Published: 16 April 2010

Abstract

Tumor necrosis factor alpha (TNF-α) was discovered more than a century ago, and its known roles have extended from within the immune system to include a neuro-inflammatory domain in the nervous system. Neuropathic pain is a recognized type of pathological pain where nociceptive responses persist beyond the resolution of damage to the nerve or its surrounding tissue. Very often, neuropathic pain is disproportionately enhanced in intensity (hyperalgesia) or altered in modality (hyperpathia or allodynia) in relation to the stimuli. At time of this writing, there is as yet no common consensus about the etiology of neuropathic pain - possible mechanisms can be categorized into peripheral sensitization and central sensitization of the nervous system in response to the nociceptive stimuli.

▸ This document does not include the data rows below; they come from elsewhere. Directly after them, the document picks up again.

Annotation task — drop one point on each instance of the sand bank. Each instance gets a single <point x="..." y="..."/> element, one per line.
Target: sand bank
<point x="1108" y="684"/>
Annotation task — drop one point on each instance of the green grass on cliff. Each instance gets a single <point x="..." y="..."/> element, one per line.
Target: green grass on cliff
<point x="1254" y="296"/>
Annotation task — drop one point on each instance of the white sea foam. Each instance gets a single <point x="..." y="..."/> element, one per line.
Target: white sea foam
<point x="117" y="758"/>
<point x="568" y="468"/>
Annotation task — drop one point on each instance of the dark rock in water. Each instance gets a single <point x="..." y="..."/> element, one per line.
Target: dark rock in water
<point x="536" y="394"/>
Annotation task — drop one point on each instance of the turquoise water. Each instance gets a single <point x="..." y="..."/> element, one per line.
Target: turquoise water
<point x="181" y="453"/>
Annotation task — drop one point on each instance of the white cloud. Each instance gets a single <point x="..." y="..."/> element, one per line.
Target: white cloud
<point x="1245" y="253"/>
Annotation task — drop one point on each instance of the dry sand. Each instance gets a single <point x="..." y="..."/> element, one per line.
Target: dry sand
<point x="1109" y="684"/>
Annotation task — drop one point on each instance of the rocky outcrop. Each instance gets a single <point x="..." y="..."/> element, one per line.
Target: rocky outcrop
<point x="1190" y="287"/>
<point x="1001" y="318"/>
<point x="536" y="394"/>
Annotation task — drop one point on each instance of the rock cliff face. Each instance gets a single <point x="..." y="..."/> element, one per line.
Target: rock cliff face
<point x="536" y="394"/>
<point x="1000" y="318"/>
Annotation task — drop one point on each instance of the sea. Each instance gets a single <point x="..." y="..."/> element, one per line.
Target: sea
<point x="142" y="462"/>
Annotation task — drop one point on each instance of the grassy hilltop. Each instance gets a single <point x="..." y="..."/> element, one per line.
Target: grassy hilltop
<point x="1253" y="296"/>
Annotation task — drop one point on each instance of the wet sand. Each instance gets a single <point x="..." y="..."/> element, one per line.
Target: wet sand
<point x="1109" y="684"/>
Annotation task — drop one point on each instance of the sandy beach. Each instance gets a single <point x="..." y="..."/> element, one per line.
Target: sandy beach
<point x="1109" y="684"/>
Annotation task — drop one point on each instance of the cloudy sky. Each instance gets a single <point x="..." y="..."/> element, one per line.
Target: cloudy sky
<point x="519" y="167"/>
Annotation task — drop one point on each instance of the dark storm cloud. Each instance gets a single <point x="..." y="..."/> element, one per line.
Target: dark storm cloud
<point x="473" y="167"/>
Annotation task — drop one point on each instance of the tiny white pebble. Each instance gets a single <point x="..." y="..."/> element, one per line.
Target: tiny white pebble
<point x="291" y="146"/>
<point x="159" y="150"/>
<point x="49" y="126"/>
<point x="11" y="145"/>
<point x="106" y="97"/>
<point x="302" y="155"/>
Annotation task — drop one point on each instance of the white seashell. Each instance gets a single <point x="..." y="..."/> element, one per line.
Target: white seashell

Animal models of neuropathic pain based on various types of nerve injuries (peripheral versus spinal nerve, ligation versus chronic constrictive injury) have persistently implicated a pivotal role for TNF-α at both peripheral and central levels of sensitization. Despite a lack of success in clinical trials of anti-TNF-α therapy in alleviating the sciatic type of neuropathic pain, the intricate link of TNF-α with other neuro-inflammatory signaling systems (e.g., chemokines and p38 MAPK) has indeed inspired a systems approach perspective for future drug development in treating neuropathic pain.